Let’s build on this one step further by changing the chart type to “Clustered bar combo chart” and adding in the ticketholder field for the Lines. 5. In the Visual types area, choose the Clustered bar combo chart icon. 6. In the Fields list, click and drag the ticketholder field to the Lines box in the Field wells pane. 7. In the Field wells pane, click the Lines box and choose Count Distinct for Aggregate. You can then see the y-axis update on the right-hand side.

  • Click on insight icon on the left tabs section and explore insight information in simple English.

Feel free to experiment with other chart types and different fields to get a sense of the data.
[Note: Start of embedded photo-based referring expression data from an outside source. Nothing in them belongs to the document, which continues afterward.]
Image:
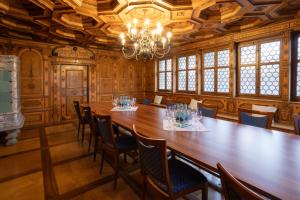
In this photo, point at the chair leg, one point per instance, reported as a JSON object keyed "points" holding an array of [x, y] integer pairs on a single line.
{"points": [[205, 192], [144, 189], [82, 137], [102, 161], [125, 158], [90, 142], [78, 131], [95, 147], [116, 166]]}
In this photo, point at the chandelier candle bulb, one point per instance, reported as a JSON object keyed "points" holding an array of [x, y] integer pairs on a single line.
{"points": [[169, 35], [163, 40], [129, 26]]}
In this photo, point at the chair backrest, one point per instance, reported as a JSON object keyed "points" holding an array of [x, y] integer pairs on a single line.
{"points": [[146, 101], [77, 110], [87, 116], [297, 124], [208, 111], [255, 118], [233, 189], [157, 99], [153, 160], [103, 125]]}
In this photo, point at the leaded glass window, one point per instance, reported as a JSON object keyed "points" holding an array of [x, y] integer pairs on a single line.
{"points": [[298, 68], [187, 76], [259, 68], [216, 71], [165, 75]]}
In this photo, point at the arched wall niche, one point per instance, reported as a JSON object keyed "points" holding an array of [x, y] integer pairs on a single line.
{"points": [[73, 55]]}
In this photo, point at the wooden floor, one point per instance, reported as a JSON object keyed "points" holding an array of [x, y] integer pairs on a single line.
{"points": [[50, 163]]}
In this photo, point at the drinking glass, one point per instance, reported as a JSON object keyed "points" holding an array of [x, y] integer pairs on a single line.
{"points": [[199, 115]]}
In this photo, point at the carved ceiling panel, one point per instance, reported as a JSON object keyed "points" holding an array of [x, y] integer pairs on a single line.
{"points": [[99, 22]]}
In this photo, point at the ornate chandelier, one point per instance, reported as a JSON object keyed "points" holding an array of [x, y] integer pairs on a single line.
{"points": [[145, 43]]}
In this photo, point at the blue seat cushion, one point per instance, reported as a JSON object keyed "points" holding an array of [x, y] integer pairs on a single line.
{"points": [[126, 142], [184, 176]]}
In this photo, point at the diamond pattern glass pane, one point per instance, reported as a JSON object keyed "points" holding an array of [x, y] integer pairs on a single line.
{"points": [[298, 79], [169, 80], [248, 55], [270, 52], [223, 80], [223, 58], [269, 79], [209, 83], [247, 80], [162, 65], [192, 62], [192, 80], [182, 63], [162, 81], [181, 80], [169, 65], [209, 59]]}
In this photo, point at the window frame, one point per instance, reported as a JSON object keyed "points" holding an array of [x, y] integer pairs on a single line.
{"points": [[186, 91], [294, 65], [258, 67], [216, 67], [165, 72]]}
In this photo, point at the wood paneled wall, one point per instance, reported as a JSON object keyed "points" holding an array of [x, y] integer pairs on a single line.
{"points": [[228, 105], [48, 88]]}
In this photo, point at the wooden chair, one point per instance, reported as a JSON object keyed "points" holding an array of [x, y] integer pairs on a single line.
{"points": [[81, 120], [170, 177], [255, 118], [233, 189], [89, 119], [111, 145], [208, 111], [297, 124]]}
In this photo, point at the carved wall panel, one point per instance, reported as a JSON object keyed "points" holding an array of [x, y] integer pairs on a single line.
{"points": [[118, 76]]}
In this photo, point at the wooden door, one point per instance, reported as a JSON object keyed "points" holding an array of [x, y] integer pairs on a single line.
{"points": [[74, 87]]}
Create QuickSight Parameters

In the next section we are going to create some parameters with controls for the dashboard, then assign these to a filter for all the visuals.

  • In the left navigation menu, select Parameters.
  • Click Create one to create a new parameter with a Name.
  • Name: EventFrom.
  • Data type: Datetime.
  • Default value select the value from calendar as start date available in your graph for event_date_time. For example, 2020-01-01 00:00.
  • Click Create, and then close the Parameter Added dialog box.
  • Create another parameter with the following attributes:
    • Name: EventTo
    • Data type: Datetime
    • For Default value, select the value from calendar as end date available in your graph for event_date_time. For example, 2021-01-01 00:00
    • Click Create
  • In next window, you can select any option to perform any operation with the parameter. Alternatively, you can click the drop-down menu for the EventFrom parameter and choose Add control.
  • Click on Control
  • For Display name, specify Event From and click Add.
  • Repeat the process to add a control for EventTo with display name Event To. You should now be able to see and expand the Controls section above the chart.

Create a QuickSight Filter

To complete the process, we will wire up a filter to these controls for all visuals.

  • In the left navigation menu, choose Filter.
  • Click the plus icon (+) to add a filter for the field event_date_time.
  • Click this filter to edit the properties.
  • Choose to make this filter apply to All visuals.
  • For Filter type, choose Time range and Between.
  • Select option Use Parameter.
  • For Start date parameter, choose EventFrom.
  • For End date parameter, choose EventTo.
  • Click Apply.

Add Calculated Fields

In the next section, you will learn, how to add calculated fields for “day of week” and “hour of day” to your dataset and a new scatter plot for these two dependent variables.

  • Click the Add button on the top left and select Add a calculated field.
  • For Calculated field name type event_day_of_week.
  • For Formula, type extract("WD",{event_date_time}) Note: extract returns a specified portion of a date value. Requesting a time-related portion of a date that doesn’t contain time information returns 0. WD: This returns the day of the week as an integer, with Sunday as 1.
  • Click Create.
  • Add another calculated field with the following attributes: a. Calculated field name: “event_hour_of_day” b. Formula: extract(“HH”,{event_date_time}) Note: HH: This returns the hour portion of the date.
  • Click Add button in the top left and choose Add visual.
  • For field type, select the scatter plot.
  • In the Fields list, select and drag the following attributes to the Field wells pane to set the graph attributes: event_hour_of_day” event_hour_of_day”
    • X-axis: event_hour_of_day
    • Y-axis: event_day_of_week
    • Size: ticket_price Since now you have completed your dashboard then you can publish it by clicking on top right corner of screen.

A dashboard is a read-only snapshot of an analysis that you can share with other Amazon QuickSight users for reporting purposes. In Dashboard other users can still play with visuals and data but that will not modify dataset.

You can share an analysis with one or more other users with whom you want to collaborate on creating visuals. Analysis provide other uses to write and modify data set.